What is Pre-Foreclosure?
What is the pre-foreclosure stage?
Pre-foreclosure refers to a specific period of time early in the foreclosure process. Pre-foreclosure is when the property is in the infant stages of being repossessed by the bank. This period begins when the lender files a default notice on the property, effectively letting the borrower know that legal action will be pursued by the lender should the borrower not submit the delinquent payment.
During pre-foreclosure, the homeowner may still submit the delinquent payment in the allotted time in order to prevent the property from being foreclosed.
What Are a Homeowner’s Options During Pre-Foreclosure?
The pre-foreclosure period can last anywhere between 3-10 months.
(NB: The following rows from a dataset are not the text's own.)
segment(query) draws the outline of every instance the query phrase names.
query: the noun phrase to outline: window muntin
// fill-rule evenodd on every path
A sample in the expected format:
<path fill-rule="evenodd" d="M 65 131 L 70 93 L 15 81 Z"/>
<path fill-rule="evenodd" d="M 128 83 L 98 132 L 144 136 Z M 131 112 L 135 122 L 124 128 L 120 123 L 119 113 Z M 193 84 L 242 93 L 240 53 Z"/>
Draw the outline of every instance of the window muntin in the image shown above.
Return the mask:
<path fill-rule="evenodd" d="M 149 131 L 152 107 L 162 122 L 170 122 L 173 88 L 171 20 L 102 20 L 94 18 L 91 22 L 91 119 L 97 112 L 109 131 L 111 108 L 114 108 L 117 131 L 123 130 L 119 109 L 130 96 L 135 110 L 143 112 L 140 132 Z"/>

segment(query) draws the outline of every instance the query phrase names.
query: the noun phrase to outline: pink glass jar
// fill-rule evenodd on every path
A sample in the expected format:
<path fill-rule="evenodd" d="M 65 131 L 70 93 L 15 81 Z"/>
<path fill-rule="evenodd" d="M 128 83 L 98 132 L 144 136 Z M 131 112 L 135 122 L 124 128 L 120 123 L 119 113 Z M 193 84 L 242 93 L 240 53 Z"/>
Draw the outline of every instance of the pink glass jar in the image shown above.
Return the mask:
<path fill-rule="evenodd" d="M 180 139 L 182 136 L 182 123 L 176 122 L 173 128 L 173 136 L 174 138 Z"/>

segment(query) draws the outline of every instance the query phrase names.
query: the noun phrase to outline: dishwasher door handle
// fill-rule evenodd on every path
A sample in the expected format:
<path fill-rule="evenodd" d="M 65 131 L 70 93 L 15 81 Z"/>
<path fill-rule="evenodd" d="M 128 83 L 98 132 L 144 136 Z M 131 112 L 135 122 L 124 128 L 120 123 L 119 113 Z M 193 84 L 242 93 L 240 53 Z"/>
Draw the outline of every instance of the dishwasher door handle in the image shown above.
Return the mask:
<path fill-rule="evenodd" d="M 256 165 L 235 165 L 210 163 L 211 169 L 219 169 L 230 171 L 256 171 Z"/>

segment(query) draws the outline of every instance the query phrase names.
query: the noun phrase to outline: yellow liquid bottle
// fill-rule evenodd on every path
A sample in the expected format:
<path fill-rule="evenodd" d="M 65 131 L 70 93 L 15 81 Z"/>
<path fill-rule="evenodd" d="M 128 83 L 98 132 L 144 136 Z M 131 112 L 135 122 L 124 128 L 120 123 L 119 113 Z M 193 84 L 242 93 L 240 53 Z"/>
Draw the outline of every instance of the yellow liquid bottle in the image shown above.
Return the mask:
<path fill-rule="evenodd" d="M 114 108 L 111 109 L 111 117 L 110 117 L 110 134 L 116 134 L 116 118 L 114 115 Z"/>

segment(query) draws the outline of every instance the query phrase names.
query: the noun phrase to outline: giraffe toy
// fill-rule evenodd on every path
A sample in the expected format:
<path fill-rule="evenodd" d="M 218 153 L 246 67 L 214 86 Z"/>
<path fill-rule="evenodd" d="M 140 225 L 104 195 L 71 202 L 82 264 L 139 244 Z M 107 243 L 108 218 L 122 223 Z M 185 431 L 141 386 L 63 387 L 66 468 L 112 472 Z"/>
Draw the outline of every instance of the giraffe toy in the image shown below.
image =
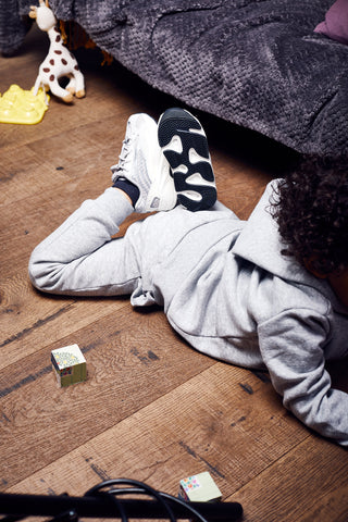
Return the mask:
<path fill-rule="evenodd" d="M 48 0 L 39 0 L 39 7 L 30 7 L 29 16 L 35 18 L 39 28 L 48 34 L 50 48 L 46 59 L 39 66 L 39 74 L 36 78 L 33 94 L 36 96 L 39 87 L 42 86 L 45 90 L 50 90 L 53 95 L 69 103 L 73 100 L 73 95 L 76 98 L 85 96 L 84 75 L 78 69 L 75 57 L 63 44 L 57 26 L 57 18 L 48 5 Z M 65 88 L 58 82 L 62 76 L 70 78 Z"/>

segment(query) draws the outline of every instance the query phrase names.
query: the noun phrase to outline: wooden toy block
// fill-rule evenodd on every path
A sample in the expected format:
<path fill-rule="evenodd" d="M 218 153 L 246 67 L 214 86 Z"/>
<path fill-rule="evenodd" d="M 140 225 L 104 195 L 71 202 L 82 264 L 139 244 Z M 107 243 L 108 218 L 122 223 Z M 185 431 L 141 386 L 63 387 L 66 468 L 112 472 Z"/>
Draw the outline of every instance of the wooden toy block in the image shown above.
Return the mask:
<path fill-rule="evenodd" d="M 52 350 L 51 362 L 61 387 L 80 383 L 87 378 L 86 359 L 77 345 Z"/>
<path fill-rule="evenodd" d="M 191 502 L 221 500 L 222 494 L 208 471 L 179 482 L 179 496 Z"/>

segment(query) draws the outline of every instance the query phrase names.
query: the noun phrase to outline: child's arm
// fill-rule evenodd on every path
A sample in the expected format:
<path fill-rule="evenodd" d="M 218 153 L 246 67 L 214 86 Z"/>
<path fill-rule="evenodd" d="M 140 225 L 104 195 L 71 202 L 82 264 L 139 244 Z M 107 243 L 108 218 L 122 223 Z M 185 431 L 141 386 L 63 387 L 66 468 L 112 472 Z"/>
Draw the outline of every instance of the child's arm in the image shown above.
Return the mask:
<path fill-rule="evenodd" d="M 260 349 L 283 403 L 307 426 L 348 447 L 348 394 L 333 389 L 325 370 L 326 318 L 285 311 L 259 326 Z"/>

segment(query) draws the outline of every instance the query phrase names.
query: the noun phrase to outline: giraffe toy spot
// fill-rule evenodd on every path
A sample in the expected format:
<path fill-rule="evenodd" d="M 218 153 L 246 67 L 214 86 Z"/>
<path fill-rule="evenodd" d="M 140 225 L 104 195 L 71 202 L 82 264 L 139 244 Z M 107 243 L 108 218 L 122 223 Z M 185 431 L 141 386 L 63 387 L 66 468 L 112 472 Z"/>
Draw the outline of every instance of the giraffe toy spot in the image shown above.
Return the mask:
<path fill-rule="evenodd" d="M 37 25 L 45 30 L 50 40 L 48 54 L 39 67 L 39 73 L 34 86 L 34 95 L 41 87 L 50 90 L 66 103 L 76 98 L 85 97 L 85 78 L 83 73 L 76 66 L 76 59 L 64 46 L 58 22 L 53 11 L 50 9 L 47 0 L 39 0 L 39 7 L 33 5 L 29 16 L 36 18 Z M 60 57 L 58 60 L 57 57 Z M 69 82 L 63 87 L 59 79 L 67 77 Z"/>

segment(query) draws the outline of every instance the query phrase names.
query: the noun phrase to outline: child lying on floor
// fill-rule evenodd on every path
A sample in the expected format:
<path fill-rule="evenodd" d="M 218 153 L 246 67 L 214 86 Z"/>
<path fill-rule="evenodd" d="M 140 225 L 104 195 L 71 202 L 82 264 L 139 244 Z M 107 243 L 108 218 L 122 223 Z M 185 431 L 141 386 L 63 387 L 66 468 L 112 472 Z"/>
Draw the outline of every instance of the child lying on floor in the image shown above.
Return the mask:
<path fill-rule="evenodd" d="M 348 447 L 348 395 L 325 360 L 348 356 L 348 169 L 272 182 L 248 221 L 216 200 L 190 113 L 129 117 L 113 186 L 33 252 L 36 288 L 163 306 L 194 348 L 266 369 L 298 419 Z M 132 212 L 157 212 L 112 239 Z"/>

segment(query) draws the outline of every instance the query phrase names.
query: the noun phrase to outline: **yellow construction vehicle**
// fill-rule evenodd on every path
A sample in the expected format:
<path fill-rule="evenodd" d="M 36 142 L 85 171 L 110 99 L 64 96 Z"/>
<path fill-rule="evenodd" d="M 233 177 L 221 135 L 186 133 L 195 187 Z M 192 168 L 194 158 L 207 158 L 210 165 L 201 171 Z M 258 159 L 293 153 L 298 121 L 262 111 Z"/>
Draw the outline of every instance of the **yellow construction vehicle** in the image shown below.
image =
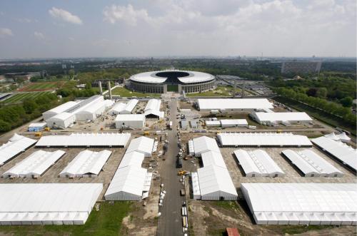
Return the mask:
<path fill-rule="evenodd" d="M 187 171 L 186 170 L 180 170 L 178 171 L 178 173 L 177 173 L 177 175 L 184 175 L 187 173 Z"/>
During this time, there are only a couple of options that homeowners have.
The most obvious option, which may not be the easiest, is to make any delinquent payments. This would also include any associated delinquency fees. Of course, this option would mean somehow acquiring a significant amount of money in a short period of time. In most cases, if the payments have gone unpaid long enough, this is a near impossible feat.
The second option would be for the homeowner to try to sell the property before the home goes into foreclosure. This kind of sale is known as a short sale. Short sales are a favorable option for all parties involved. The homeowner can save his credit score and be much better suited to find a new home, the bank/lender gets to transfer the mortgage to the buyer and save on the costs of foreclosure, and the buyer gets a great deal on a new home.
Short sales can be private arrangements between the buyer and the homeowner, so long as the buyer’s offer is approved by the bank before the sale is finalized. That makes it easy to find a buyer as investors who hunt for short sales are fairly easy to find.